Vergleiche mit der Friedensbewegung während des Vietnamkriegs, wie sie immer wieder aufgestellt werden, sind daher umstritten. Natürlich werde es während eines Krieges noch mehr spontanen Zulauf geben, sagt etwa Golla. Davon lebt schließlich die Friedensbewegung: "Wir verteilen keine Mitgliedsausweise", betont der Aktivist. "Nur wenn die Menschen mit uns auf die Straße gehen, sind wir stark."

Mehr Vor- als Nachteile

In der vergleichsweise lockeren Netzwerks-Struktur sieht Golla denn auch mehr Vor- als Nachteile. "Nur so konnte sich eine Partei wie die Grünen geschlossen unserer Bewegung anschließen", sagt er. Im Gegensatz zu den sozialen Bewegungen der 60er und 70er Jahre seien Ideologien und Kaderstrukturen heutzutage out. Hinzu kämen gesellschaftliche Veränderungen, die Golla zufolge alle Verbände und Parteien in Form von stark schrumpfenden Mitgliederzahlen zu spüren bekommen: "Die Leute wollen sich nicht mehr 25 Jahre in einer Gruppe engagieren", betont er.

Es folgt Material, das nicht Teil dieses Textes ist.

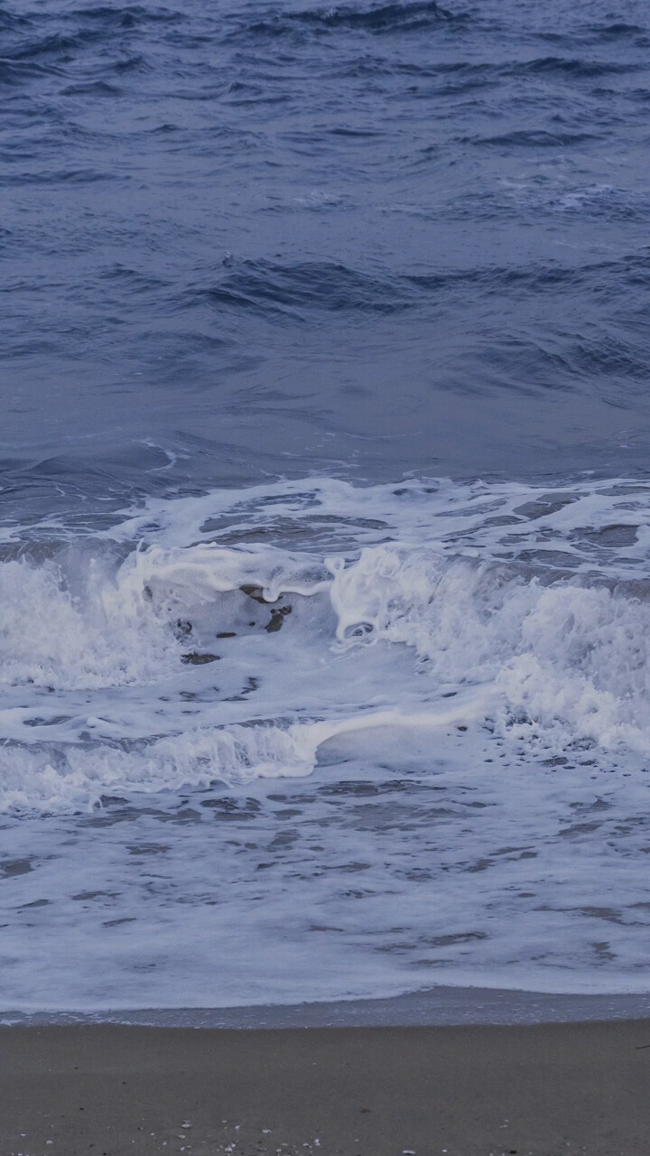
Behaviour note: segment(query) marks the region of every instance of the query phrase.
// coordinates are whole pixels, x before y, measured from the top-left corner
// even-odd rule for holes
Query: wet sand
[[[650,1021],[0,1029],[2,1156],[647,1156]]]

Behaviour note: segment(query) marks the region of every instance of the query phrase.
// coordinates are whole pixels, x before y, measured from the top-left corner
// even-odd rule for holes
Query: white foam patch
[[[649,523],[319,479],[12,531],[0,1006],[647,990]]]

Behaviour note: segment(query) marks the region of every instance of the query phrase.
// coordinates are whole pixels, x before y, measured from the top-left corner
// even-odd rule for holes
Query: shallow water
[[[0,17],[0,1007],[648,991],[623,7]]]

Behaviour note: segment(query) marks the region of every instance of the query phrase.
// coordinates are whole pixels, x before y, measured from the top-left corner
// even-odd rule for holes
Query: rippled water
[[[0,14],[0,1007],[648,988],[649,46]]]

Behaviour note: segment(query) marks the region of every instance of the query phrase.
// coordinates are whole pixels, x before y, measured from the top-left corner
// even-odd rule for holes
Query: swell
[[[317,546],[328,504],[348,549]],[[316,480],[163,503],[119,544],[8,546],[2,806],[305,776],[324,742],[378,726],[647,758],[647,509],[635,483]],[[243,546],[246,511],[271,538],[302,519],[311,549]]]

Allerdings - je länger sich ein militärischer Konflikt hinzieht, desto wahrscheinlicher ist es, dass sich innerhalb der Bewegung feste Strukturen bilden. Und auch Unfrieden untereinander, wie er in den Bewegungen der 80er Jahre vorkam, werde es geben.

Und natürlich reden die Kriegsgegner nur ungern vom Kriegsbeginn. Schon die Aufnahme des so genannten Tag X in die Internet-Terminliste der Friedenskooperative war Golla zufolge keine leichte Entscheidung: "Wir haben uns lange dagegen gesperrt, weil wir einen Krieg ja nicht vorweg nehmen wollten", erklärt er. Für Helmuth Prieß von der kritischen Soldatenorganisation Darmstädter Signal wäre ein Kriegsausbruch denn auch ein bitterer Tag: "Unsere Organisation würde sicher gestärkt, aber der Weg dorthin wäre mit Leichen gepflastert", sagt er.